Les nouveaux visages de l’esclavage. Contre la traite des êtres humains
Ce livre est principalement le fruit de l’expérience des associations réunies dans le Collectif Ensemble contre la traite des êtres humains.
Il rappelle le fléau considérable qu’est la traite, dont, chaque année, 2,4 millions de personnes, principalement des femmes et des enfants, sont victimes, dans le monde, alors que ce trafic correspondrait, selon le Parlement européen, à un chiffre d’affaires annuel de 25 milliards d’euros. La traite d’êtres humains est devenue le troisième trafic le plus lucratif, après les armes et la drogue.
Dans une première partie, c’est l’état des lieux qui est présenté, et les multiples formes que prend la traite : l’esclavage domestique, encore peu connu, concerne nombre de jeunes filles, notamment africaines, exploitées par des familles de tous les milieux sociaux. Elles sont souvent recrutées dans leur pays d’origine par leur famille ou par des proches ; arrivées en France, on les fait travailler sans trêve, et la plupart du temps sans rémunération, on les maltraite, on leur confisque leurs papiers d’identité, on les empêche de sortir seules et de communiquer avec l’extérieur.

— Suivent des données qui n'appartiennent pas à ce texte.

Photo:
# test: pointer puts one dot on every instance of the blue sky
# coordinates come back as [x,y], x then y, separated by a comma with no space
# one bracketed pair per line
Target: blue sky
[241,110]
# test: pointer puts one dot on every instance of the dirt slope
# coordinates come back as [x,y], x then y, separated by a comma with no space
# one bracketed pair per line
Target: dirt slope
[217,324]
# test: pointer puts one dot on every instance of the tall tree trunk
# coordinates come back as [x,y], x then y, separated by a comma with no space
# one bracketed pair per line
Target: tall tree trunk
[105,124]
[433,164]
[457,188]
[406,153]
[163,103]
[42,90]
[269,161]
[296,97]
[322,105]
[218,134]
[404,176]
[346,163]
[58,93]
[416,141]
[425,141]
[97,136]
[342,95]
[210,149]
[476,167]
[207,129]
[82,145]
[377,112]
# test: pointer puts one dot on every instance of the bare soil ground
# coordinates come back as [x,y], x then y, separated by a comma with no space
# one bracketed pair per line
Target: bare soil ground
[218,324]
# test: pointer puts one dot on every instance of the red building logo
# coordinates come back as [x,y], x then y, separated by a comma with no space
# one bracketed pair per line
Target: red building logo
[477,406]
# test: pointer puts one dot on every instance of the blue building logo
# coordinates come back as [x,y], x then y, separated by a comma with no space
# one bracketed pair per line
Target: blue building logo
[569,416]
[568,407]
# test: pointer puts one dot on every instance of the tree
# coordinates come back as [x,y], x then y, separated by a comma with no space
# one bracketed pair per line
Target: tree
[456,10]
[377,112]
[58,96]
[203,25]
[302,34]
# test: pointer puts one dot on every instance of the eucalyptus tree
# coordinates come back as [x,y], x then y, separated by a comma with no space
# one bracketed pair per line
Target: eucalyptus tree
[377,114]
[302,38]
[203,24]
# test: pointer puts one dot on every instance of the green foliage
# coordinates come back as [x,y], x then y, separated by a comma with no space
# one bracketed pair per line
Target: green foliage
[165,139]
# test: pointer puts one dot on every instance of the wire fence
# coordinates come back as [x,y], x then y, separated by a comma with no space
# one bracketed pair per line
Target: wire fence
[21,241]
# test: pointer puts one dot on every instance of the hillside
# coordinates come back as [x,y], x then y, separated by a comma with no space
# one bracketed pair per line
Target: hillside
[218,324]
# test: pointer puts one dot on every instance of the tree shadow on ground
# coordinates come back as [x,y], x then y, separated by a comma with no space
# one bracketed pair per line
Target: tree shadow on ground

On parle davantage des victimes d’exploitation sexuelle. La prostitution est aujourd’hui une véritable industrie déshumanisée qui fonctionne avec des marchés et des profits. Un proxénète en Europe gagne environ 110 000 euros par an pour une fille et une prostituée rapporte, en France, entre 460 et 762 euros par jour à « son » proxénète. Dans notre pays, 80% des prostituées sont d’origine étrangère (d’après l’OCRTEH), venant d’Europe de l’Est ou d’Afrique. Les Nigérianes sont particulièrement nombreuses, car les jeunes filles sont prises dans des réseaux très organisés qui ont pignon sur rue dans un pays rongé par la corruption. Une fois en France, elles doivent se prostituer pour rembourser la dette contractée pour organiser leur voyage.
Des enfants font aussi partie des victimes de la traite. Il s’agit souvent d’enfants qu’on entraîne à commettre des vols ou à pratiquer la mendicité. L’irresponsabilité pénale des mineurs de moins de 13 ans en France pousse des réseaux de malfaiteurs à les utiliser sans risque pour commettre des délits. Il faut aussi mentionner le cas des mineurs isolés étrangers (entre 5 000 et 12 000 en France), qui sont vulnérables et, par ailleurs, traités en immigrants clandestins.
Après avoir dépeint les principales situations de traite, la seconde partie du livre de consacre aux modalités d’action contre la traite et notamment au rôle de nombreuses associations qui accompagnent des victimes, Dans l’urgence, il s’agit d’assurer sécurité, hébergement et soins. Parfois, il faut mettre la personne à l’abri des proxénètes ou des réseaux : c’est le dispositif national Ac.Sé (accueil sécurisant) qui se met en branle, en liaison avec une association. Mais toutes les démarches doivent être menées de front : la personne n’a plus de pièces d’identité, plus d’argent, et il faut l’aider à accéder à un titre de séjour, et la soutenir dans une procédure judiciaire. C’est donc une assistance sociale, médicale, psychologique et juridique qu’assurent les associations, en collaboration avec la police et la justice. Dans un second temps, il s’agit d’aider la personne à cheminer vers l’autonomie, à reconstruire son identité et à trouver un travail qui permette une réinsertion.
Sur le plan international, le Protocole de Palerme, convention de l’ONU contre la criminalité transnationale organisée, a en 2000, été une première étape, suivie en 2005, de la Convention du Conseil de l’Europe contre la traite des êtres humains. Le Collectif Ensemble contre la traite des êtres humains a plaidé efficacement pour la ratification de ce texte par la France et sa mise en œuvre s’est notamment traduite par l’adoption, le 10 mai 2014, du premier plan d’action national contre la traite et la création d’une structure interministérielle de coordination
Ce livre montre la réalité de la traite des êtres humains qui s’attaque aux valeurs fondamentales de notre société, en niant la dignité et la liberté des personnes. Il rappelle que certains s’emploient sur un plan national et international à combattre ce fléau auquel dans son message du 1er janvier 2015 le pape François a appelé à mettre un terme.
Nous sommes tous concernés : l’intervention d’un témoin qui signale une possible situation de traite à une association peut être précieuse, à condition d’être menée avec discrétion et discernement.